Dev recoiled. He opened his mouth, paused, and opened his mouth again. “Maybe I am, but I can’t do this anymore. I’m sorry, man.”
“So it’s like that. Picking a girl over me.” Jeet’s face was as cold as the void between the stars. “Some brother you turned out to be.”
Sheetal could see the hurt poisoning Dev like venom. She knew it wasn’t her fault, but watching him crumple broke her heart.
“We have discussed this,” Nani said, coming up behind her. “That mortal boy and his ilk are irrelevant. Focus instead on your future and your life here.”
Sheetal almost laughed. Had Nani heard a word she’d said? No wonder Padmini wanted to keep Kaushal out of sight. And Charumati wasn’t going to just give up, either.
Saying no wasn’t enough. Grand speeches wouldn’t do it. The stars needed her to remind them humanity was worth something, but she couldn’t do that as their champion. What would that accomplish except prove what they already believed, that stars were superior?
There had to be something else she could do. She didn’t have long before her birthday would be over and her transformation com
plete.
Her transformation. That was it.
The solution had been right in front of her. It was drastic. She didn’t know if she could pull it off.
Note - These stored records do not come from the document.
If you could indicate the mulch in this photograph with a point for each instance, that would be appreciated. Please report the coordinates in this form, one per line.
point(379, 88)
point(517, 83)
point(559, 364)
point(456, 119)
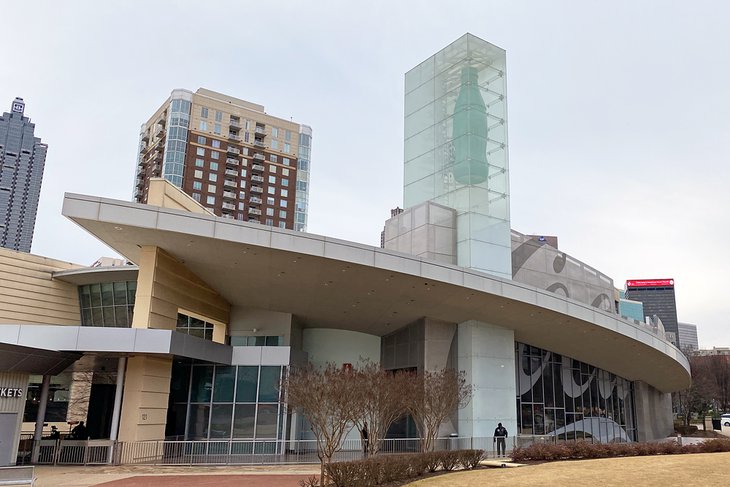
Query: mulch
point(208, 480)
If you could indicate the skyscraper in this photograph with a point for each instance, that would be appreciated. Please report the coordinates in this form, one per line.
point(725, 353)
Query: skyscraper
point(22, 159)
point(657, 296)
point(688, 336)
point(456, 147)
point(230, 156)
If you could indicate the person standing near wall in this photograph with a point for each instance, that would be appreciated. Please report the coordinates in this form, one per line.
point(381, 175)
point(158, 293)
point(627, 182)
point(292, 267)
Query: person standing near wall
point(500, 438)
point(364, 436)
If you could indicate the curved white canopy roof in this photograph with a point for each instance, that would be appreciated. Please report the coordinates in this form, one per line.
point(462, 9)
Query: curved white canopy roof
point(333, 283)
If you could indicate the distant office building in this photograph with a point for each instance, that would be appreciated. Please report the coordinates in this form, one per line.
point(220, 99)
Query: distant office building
point(688, 336)
point(725, 351)
point(657, 296)
point(230, 156)
point(22, 159)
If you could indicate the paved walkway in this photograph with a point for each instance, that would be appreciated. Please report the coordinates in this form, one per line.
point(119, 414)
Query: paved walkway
point(123, 476)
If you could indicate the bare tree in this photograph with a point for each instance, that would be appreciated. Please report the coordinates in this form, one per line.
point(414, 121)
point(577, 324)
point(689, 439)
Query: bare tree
point(433, 396)
point(378, 398)
point(324, 397)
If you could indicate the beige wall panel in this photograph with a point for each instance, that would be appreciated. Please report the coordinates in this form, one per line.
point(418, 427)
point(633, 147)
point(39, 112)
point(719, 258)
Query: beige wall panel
point(154, 400)
point(14, 405)
point(29, 295)
point(266, 323)
point(155, 384)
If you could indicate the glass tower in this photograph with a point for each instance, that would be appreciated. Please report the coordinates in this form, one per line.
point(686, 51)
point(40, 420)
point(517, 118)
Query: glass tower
point(456, 147)
point(22, 160)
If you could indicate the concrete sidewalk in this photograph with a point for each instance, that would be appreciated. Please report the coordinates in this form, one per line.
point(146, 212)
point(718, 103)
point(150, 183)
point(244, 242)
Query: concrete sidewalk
point(77, 476)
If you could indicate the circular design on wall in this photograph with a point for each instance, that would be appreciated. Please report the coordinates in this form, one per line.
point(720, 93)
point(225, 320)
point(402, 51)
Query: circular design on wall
point(570, 386)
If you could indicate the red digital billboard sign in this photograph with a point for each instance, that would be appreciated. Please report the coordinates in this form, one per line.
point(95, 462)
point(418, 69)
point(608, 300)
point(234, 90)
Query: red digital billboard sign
point(650, 283)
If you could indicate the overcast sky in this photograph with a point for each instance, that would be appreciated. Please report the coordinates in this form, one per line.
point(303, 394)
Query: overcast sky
point(618, 114)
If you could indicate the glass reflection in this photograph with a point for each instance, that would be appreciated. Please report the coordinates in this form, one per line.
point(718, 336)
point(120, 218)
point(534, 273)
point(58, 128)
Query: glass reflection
point(570, 399)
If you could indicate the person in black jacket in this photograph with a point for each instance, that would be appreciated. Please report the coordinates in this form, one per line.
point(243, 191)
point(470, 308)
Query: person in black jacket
point(500, 437)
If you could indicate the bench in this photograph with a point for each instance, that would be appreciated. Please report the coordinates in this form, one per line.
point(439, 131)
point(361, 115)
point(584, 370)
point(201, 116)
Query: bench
point(17, 475)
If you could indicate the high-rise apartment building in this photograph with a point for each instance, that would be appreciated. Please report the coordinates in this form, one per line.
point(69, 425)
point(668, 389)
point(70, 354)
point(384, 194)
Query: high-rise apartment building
point(22, 159)
point(230, 156)
point(657, 296)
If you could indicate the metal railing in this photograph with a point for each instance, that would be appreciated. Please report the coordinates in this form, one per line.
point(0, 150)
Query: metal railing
point(231, 452)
Sheetal felt a pang of regret. Was she really about to give up her opportunity to be seen?
Yes. Yes, she was.
“And now, welcome our fifth and final champion, Sheetal Mistry of House Pushya,” proclaimed House Dhanishta’s Esteemed Patriarch. Jeet was still fuming, but his attendants finally said something to quiet him down.
“Come, Sheetal,” Charumati said, touching her forehead in blessing. “It is your turn to shine.”
Everything had a cost; it just depended on what you were willing to pay.
Her pulse sprinting at top speed, Sheetal sat down on the cushion behind her dilruba. She brushed her damp palms on her sari. Did full stars have this problem, or was she just lucky that way?
Until now, she hadn’t really accepted she was transforming. Somehow she’d still believed she could stay right where she was, precariously balanced between mortal and star.
What did it matter if someone asked you to choose between hands and wings when wings weren’t real? But now they were, and she had to deal with it.
“Minal,” she asked as casually as she could, “can you help me with this string?”
Minal, who’d never bothered with music since their earsplitting unit on the recorder in fifth grade, dropped down next to her. “What’s going on?”
“Tell Padmini to bring me my circlet,” Sheetal whispered. “When she comes to inspire me.”
“What?”
“Tell her to bring me the circlet.” Sheetal might not need the circlet for her scheme, but it would make a great symbol.
Minal nodded and left.
Her belly slackening in relief, Sheetal arranged the neck of her dilruba against her shoulder.
That simple contact sent the music flooding through her. It longed to live, to be expressed, to float from heart to heart.
She could have dissolved into it. She could, even now, just give in. But she didn’t; a few wisps of humanity remained within her, and she clung to them like a rope.